To traditional theology, hell isn’t a giant frying pan on which Miss Platell could be cooked to the desired degree of rareness. In fact, that utensil isn’t mentioned anywhere in the Bible. Hell means being left to one’s own devices, imprisoned in one’s own conscience outside God.
A church isn’t a court of justice meting out punishment, nor is a sin a regular crime to be punished. Christianity treats sin as a wound that can fester into separation from God. Hence a church isn’t a prosecutor, but a doctor – someone who offers a cure for a disease.
Miss Platell further demonstrates her deafness to causative relationships by observing that most Anglican churches are quite empty. That’s true. But does she think that’s because the Church is too Christian or not Christian enough?
Evidently the former. For otherwise she’d mitigate her indignation, if not necessarily her behaviour. But at least she’d be able to put her occasional tendency to “share her bed” in a proper Christian context.
“the Bible is clear that sex outside marriage is a sin.”
Does the Bible not state that Abram went “into” the handmaiden of Sarah [Sarah even encouraged Abram to do so?] ? Of course it does.
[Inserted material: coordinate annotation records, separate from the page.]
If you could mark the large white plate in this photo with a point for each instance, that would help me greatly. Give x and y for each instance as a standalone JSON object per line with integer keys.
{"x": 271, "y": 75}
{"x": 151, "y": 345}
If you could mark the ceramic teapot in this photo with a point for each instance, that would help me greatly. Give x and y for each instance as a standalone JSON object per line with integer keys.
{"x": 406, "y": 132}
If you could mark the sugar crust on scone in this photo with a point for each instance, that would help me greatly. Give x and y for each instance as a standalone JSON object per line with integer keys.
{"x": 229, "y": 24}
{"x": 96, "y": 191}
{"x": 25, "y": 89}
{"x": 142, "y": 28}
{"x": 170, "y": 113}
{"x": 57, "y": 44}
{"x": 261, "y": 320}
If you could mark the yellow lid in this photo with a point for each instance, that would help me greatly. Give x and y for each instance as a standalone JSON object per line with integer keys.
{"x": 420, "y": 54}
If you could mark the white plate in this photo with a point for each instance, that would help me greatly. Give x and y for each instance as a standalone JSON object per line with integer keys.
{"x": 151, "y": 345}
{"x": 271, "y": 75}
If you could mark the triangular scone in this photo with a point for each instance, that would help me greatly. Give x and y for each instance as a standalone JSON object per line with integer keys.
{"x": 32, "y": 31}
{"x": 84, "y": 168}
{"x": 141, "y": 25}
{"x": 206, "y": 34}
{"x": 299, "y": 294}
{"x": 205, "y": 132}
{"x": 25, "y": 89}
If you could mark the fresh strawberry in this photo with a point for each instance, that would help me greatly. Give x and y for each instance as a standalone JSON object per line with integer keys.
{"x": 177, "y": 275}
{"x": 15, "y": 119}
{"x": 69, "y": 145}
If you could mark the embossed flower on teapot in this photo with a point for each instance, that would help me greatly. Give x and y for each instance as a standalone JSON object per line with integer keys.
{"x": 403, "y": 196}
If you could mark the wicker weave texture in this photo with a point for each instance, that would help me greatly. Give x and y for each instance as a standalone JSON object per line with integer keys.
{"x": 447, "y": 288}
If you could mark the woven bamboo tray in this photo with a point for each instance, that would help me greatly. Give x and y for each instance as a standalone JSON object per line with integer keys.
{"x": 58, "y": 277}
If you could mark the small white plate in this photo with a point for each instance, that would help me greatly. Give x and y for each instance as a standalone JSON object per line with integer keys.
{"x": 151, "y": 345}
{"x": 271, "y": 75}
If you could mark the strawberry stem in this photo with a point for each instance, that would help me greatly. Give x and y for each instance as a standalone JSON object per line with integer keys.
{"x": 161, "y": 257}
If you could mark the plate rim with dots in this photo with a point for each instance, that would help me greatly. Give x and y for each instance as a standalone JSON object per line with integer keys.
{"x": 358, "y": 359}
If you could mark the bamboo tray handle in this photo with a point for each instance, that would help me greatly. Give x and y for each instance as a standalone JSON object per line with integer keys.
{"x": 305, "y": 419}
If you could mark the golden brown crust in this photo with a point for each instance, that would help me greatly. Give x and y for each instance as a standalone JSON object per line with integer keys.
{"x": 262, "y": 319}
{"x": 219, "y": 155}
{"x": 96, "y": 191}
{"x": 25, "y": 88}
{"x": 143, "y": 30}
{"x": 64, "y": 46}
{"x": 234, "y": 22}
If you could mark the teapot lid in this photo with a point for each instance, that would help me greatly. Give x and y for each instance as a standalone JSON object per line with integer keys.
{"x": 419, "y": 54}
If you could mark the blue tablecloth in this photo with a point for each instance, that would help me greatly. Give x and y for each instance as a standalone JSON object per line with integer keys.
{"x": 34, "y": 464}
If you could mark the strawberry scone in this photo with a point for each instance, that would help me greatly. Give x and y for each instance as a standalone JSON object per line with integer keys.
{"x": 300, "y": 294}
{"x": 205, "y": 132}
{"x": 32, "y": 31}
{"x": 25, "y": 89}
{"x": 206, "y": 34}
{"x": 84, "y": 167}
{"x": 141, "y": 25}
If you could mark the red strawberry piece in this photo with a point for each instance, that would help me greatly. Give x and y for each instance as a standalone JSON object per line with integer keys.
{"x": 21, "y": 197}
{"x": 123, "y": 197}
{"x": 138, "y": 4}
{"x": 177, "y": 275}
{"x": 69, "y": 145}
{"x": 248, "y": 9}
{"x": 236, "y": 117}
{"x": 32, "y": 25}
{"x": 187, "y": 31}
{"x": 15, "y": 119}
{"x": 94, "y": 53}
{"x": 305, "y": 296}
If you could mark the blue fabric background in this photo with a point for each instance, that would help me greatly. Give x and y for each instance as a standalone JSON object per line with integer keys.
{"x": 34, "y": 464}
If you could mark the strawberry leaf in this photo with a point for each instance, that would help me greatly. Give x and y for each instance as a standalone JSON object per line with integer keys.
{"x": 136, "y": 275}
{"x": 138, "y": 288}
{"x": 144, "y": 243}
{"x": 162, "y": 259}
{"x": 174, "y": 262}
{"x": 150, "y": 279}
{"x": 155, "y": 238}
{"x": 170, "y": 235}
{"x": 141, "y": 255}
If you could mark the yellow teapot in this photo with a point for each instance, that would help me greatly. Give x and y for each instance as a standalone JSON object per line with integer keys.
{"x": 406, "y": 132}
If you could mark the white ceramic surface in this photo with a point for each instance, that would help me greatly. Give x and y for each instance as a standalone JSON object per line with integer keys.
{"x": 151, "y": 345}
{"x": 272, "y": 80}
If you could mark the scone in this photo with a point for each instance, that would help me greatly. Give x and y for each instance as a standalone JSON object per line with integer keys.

If we can find one exception to the rule we can find MANY exceptions to the rule. Sure.
Dear BertE,
Yes the Bible does say that Abram had sex outside of marriage, but it does not condone it. We are left to understand for ourselves the disastrous consequences that resulted with the birth of Ishmael: “He shall be a wild ass of man, his hand against every man and every man’s hand against him.”
The narrative parts of the Bible describe all sorts of undesirable behaviour without comment; we are supposed to take our morality and doctrine from those parts where there are clearly given in prescriptive form.